In 1970, Supergirl’s artists and editors were interested in giving her a more modern and “groovy” look. Design ideas from fans came pouring in, some of which heavily incorporated the flared look of the era’s fashions. But what’s most notable about these fan-submitted designs is the inclusion of pants and leggings. By the time feminism entered the conversation, Supergirl’s readers didn’t think their hero required a skirt to (a) be feminine or (b) kick butt.
Throughout the rest of the 1970s and into the ‘80s, Supergirl always sported a combination of blue and red with some yellow trim, but the variations came and went faster than a speeding bullet. There was a bizarre evening-gown design, puffy booty shorts, Peter Pan−esque shoes in place of her boots, a full-body tunic, lace-up ballet slippers, and this unfortunate bathing-suit concoction. The most recent controversy surrounding Supergirl’s outfit came in 2009, when DC Comics editor Matt Idelson declared, “I never want to see Supergirl’s panties again.” Soon after, a pair of red biker shorts appeared under her tiny skirt.
The 1984 film version of Supergirl closely resembles some of the earliest looks, and is probably the vision that pops into most heads when imagining the character. Supergirl’s costume in the new CBS series largely imitates that one, with a few minor tweaks: darker shades, black tights, and higher boots. But the skirt remains.
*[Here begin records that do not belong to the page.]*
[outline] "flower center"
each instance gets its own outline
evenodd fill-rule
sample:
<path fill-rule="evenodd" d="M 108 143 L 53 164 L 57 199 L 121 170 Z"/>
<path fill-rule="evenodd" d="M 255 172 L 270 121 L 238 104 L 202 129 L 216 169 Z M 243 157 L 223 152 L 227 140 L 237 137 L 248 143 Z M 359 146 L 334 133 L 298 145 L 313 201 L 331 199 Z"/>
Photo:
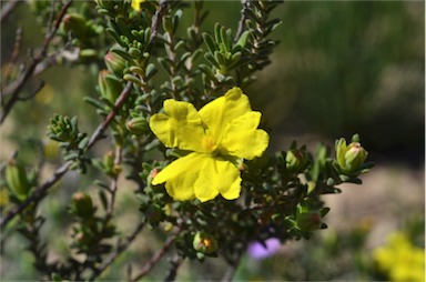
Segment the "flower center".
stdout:
<path fill-rule="evenodd" d="M 214 138 L 211 135 L 206 135 L 203 139 L 202 147 L 209 153 L 213 152 L 217 148 L 216 142 L 214 141 Z"/>

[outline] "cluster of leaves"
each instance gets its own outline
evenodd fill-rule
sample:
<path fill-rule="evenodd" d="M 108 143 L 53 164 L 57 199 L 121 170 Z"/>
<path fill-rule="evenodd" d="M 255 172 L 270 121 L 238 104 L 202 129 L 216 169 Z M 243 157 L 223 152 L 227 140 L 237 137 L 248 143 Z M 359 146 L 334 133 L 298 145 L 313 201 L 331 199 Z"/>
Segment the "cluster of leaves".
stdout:
<path fill-rule="evenodd" d="M 150 117 L 161 111 L 164 99 L 201 107 L 230 87 L 244 88 L 252 82 L 255 71 L 270 63 L 268 56 L 276 44 L 268 36 L 280 23 L 270 19 L 278 3 L 244 1 L 235 33 L 220 23 L 213 31 L 202 32 L 207 16 L 202 1 L 142 1 L 140 10 L 134 10 L 129 0 L 97 0 L 95 7 L 83 2 L 70 8 L 58 37 L 68 48 L 78 50 L 73 63 L 94 62 L 99 67 L 95 87 L 99 95 L 87 97 L 85 101 L 103 121 L 89 138 L 80 132 L 77 118 L 58 114 L 51 119 L 48 135 L 59 142 L 67 162 L 48 182 L 34 180 L 31 184 L 34 192 L 26 188 L 22 201 L 17 201 L 7 215 L 10 219 L 20 214 L 24 228 L 18 231 L 29 240 L 40 272 L 49 279 L 94 280 L 129 246 L 144 222 L 165 230 L 172 239 L 158 255 L 174 243 L 180 260 L 221 255 L 233 266 L 251 241 L 308 239 L 313 231 L 326 226 L 322 219 L 328 209 L 320 197 L 338 192 L 335 185 L 343 182 L 361 183 L 358 175 L 371 167 L 364 164 L 366 154 L 359 145 L 346 155 L 356 138 L 348 147 L 343 140 L 337 142 L 336 160 L 331 159 L 324 145 L 311 155 L 305 147 L 297 148 L 294 143 L 275 157 L 265 153 L 242 163 L 243 195 L 236 201 L 217 198 L 206 203 L 179 202 L 163 188 L 151 185 L 155 173 L 179 152 L 160 144 L 149 130 Z M 193 8 L 194 20 L 182 30 L 182 18 L 189 8 Z M 48 14 L 48 6 L 38 9 L 41 17 Z M 112 137 L 111 150 L 99 159 L 89 158 L 88 151 L 106 129 Z M 158 161 L 160 155 L 164 161 Z M 83 259 L 70 254 L 67 263 L 48 262 L 39 234 L 43 218 L 36 216 L 38 203 L 68 169 L 78 169 L 82 174 L 95 169 L 103 174 L 102 179 L 93 180 L 99 201 L 82 192 L 70 200 L 70 216 L 74 220 L 71 248 Z M 124 242 L 120 241 L 114 221 L 121 174 L 136 184 L 135 195 L 143 218 Z M 23 169 L 17 175 L 28 178 Z M 23 190 L 14 189 L 13 183 L 12 178 L 6 181 L 18 199 Z M 102 209 L 94 202 L 100 202 Z M 7 223 L 2 221 L 2 225 L 3 222 Z M 118 243 L 111 244 L 111 239 L 119 239 Z M 146 274 L 158 260 L 154 256 L 140 273 L 130 273 L 129 280 Z M 175 275 L 175 271 L 171 273 Z"/>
Melissa Benoist, who plays Supergirl, goes through her own costume transformation over the course of the pilot episode, with the help of her confidant and co-worker Winn (Jeremy Jordan), who designs every stage of her various outfits. First there’s a tight fitting, long-sleeved blue crop top matched with what can only be described as underwear.
“I’m not flying around saving people in this,” Kara tells him. “I wouldn’t wear it to the beach.” Next up: a fuller top paired with a tiny skirt, followed by an iteration that includes the cape and some bright red flat-heeled boots. Her final look adds black tights and, for some reason, wedge-heeled boots.
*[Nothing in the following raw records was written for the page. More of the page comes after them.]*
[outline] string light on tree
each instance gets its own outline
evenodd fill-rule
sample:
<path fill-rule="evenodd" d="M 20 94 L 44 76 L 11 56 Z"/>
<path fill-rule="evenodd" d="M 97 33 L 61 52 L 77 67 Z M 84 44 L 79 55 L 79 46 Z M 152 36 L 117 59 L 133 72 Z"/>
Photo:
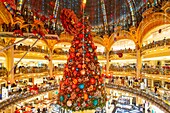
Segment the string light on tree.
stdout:
<path fill-rule="evenodd" d="M 83 3 L 86 3 L 85 0 Z M 74 39 L 60 82 L 58 104 L 72 111 L 102 108 L 106 103 L 97 47 L 90 34 L 91 26 L 88 17 L 81 17 L 78 19 L 69 9 L 63 9 L 60 16 L 63 27 L 74 35 Z"/>

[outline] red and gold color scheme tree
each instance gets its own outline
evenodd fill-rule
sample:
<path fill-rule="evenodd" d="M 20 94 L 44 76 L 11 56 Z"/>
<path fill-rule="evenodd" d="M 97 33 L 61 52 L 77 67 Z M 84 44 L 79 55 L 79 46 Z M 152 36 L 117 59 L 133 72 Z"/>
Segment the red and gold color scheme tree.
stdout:
<path fill-rule="evenodd" d="M 72 111 L 102 108 L 106 93 L 88 17 L 78 19 L 73 11 L 63 9 L 60 18 L 74 39 L 60 82 L 58 104 Z"/>

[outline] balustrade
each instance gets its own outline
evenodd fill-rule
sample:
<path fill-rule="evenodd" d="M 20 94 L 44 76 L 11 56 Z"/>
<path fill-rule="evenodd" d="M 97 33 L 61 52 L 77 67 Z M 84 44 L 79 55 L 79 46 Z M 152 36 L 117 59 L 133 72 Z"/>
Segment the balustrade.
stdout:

Many would argue that Supergirl’s skirt is just another example in a long line of female superheroes whose costumes exist solely to titillate male viewers. Projects like the Hawkeye Initiative are wonderful in that they point out how female comic-book characters are repeatedly drawn in an oversexualized way as compared to male characters. But that’s not really the issue here — Kara is perfectly welcome to wear as skimpy an outfit as she likes. This is about the practicality of being Supergirl. There’s a scene in the pilot where Kara does the iconic opening of her button-down shirt to reveal the signature S on her chest. Like Superman, she wears her uniform under her everyday clothes. Are we supposed to believe that she’s sporting her flouncy skirt under the form-fitting office pants she was wearing just the moment before?
Supergirl costume designer Colleen Atwood said in a press release, “In designing Supergirl, I wanted to embrace the past, but more importantly, thrust her into the street-style action hero of today.” “There’s a real love for Americana with Supergirl,” she expanded in an interview with Variety in June, “and I wanted to really embrace that heart of women — there’s enough skin out there in the world.” It’s true that with the addition of black tights, the new Supergirl doesn’t show much skin. And it’s laudable that Atwood wants Kara to be modern, chic, and stylish. Indeed, when she first appears, Kara is sporting a bright red skirt, a nice homage to her character’s roots. But when she’s out in the streets, fighting crime as Supergirl, I really wish she would put some pants on.